O Brasil tem todas as condições de consolidar-se como modelo de transição energética e economia de baixo carbono. Isso exigirá esforço interno, mas também uma ativa política de atração de investimentos. Demandará recursos próprios, sem que deixemos de cobrar com firmeza a implementação, pelos países desenvolvidos, de seus compromissos em matéria de financiamento. E exigirá uma diplomacia ambiental e climática de primeira grandeza, ativa e determinada a defender nossos interesses e a desempenhar o papel de facilitador e de gerador de consensos que, desde a preparação da Rio-92, o Brasil sempre soube exercer até recentemente.
Nesse processo, seremos guiados por uma visão integrada do desenvolvimento sustentável em seus três pilares: econômico, social e ambiental – com especial atenção para a proteção da biodiversidade, para a preservação da Amazônia e de outros biomas, e para a geração de emprego e renda para milhões de brasileiros.
Fortalecer a Organização do Tratado de Cooperação Amazônica (OTCA) será fundamental para reativar a cooperação nesses e em outros temas de interesse dos países amazônicos, bem como coordenar suas posições em foros mundiais.
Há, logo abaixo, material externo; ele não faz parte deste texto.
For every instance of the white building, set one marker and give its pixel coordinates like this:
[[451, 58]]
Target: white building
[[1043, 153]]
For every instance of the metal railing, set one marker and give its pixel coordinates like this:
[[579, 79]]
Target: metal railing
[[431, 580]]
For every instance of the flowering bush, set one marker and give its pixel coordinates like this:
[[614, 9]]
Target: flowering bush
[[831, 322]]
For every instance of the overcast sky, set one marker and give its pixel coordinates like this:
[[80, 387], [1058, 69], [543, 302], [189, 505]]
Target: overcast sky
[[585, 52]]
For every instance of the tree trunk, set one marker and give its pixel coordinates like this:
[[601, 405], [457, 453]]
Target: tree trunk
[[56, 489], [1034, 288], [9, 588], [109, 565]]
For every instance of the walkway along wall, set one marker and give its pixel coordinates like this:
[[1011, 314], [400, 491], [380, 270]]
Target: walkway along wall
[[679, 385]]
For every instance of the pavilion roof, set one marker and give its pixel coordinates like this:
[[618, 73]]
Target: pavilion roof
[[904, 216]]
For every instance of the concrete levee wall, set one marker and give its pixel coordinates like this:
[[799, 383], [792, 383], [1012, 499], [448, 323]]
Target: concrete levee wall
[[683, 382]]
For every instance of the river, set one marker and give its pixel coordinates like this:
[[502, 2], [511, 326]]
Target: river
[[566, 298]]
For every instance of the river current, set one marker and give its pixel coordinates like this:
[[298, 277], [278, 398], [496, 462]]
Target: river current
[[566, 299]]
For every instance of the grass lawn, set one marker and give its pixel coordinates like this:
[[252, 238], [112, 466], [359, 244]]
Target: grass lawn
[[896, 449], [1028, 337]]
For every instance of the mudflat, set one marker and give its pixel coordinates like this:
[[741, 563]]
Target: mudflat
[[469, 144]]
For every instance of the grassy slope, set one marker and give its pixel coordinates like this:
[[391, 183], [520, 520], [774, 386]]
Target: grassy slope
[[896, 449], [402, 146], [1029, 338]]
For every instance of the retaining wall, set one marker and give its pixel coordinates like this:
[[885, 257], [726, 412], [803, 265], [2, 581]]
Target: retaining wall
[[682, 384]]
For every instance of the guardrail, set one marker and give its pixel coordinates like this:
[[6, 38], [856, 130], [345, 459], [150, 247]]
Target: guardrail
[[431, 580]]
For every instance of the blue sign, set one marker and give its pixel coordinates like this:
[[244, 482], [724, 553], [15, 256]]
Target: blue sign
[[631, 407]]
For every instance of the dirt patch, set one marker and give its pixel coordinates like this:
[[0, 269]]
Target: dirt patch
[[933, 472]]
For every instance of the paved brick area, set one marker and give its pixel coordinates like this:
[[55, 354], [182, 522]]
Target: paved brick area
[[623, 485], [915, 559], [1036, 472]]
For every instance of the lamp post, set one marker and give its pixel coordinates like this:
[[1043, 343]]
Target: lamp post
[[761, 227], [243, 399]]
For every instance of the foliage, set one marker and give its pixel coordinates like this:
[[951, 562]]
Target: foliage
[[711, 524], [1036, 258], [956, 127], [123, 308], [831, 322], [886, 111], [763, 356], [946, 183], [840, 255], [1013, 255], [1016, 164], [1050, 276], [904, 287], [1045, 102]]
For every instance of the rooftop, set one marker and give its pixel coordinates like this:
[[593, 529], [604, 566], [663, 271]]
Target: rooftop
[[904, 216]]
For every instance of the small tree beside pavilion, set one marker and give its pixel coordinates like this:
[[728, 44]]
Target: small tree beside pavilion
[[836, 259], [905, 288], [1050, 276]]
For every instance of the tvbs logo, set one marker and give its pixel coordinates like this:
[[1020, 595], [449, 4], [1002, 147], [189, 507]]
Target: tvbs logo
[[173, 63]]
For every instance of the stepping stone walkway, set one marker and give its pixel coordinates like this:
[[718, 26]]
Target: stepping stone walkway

A proposta do Presidente Lula de uma Cúpula amazônica será elaborada com grande atenção.
O Brasil realinhará a política externa em direitos humanos aos parâmetros da Constituição Federal e do direito internacional dos direitos humanos, sobretudo na promoção da igualdade de gênero; no combate à discriminação e à violência em função de orientação sexual e identidade de gênero; na promoção da igualdade racial e o combate ao racismo e a xenofobia; e na defesa dos direitos dos povos indígenas.
Vamos retornar imediatamente ao Pacto Global de Migrações da ONU e dialogar com os membros do Congresso Nacional para avançar na aprovação expedita da Convenção da ONU sobre direitos dos trabalhadores migrantes.
O Brasil e os demais países emergentes querem ter vez e voz na cena internacional. Não podemos conviver com estruturas decisórias desatualizadas, que não refletem a contribuição que podem dar ao enfrentamento de desafios comuns. Atualizar a governança global na terceira década do século XXI é uma tarefa inadiável.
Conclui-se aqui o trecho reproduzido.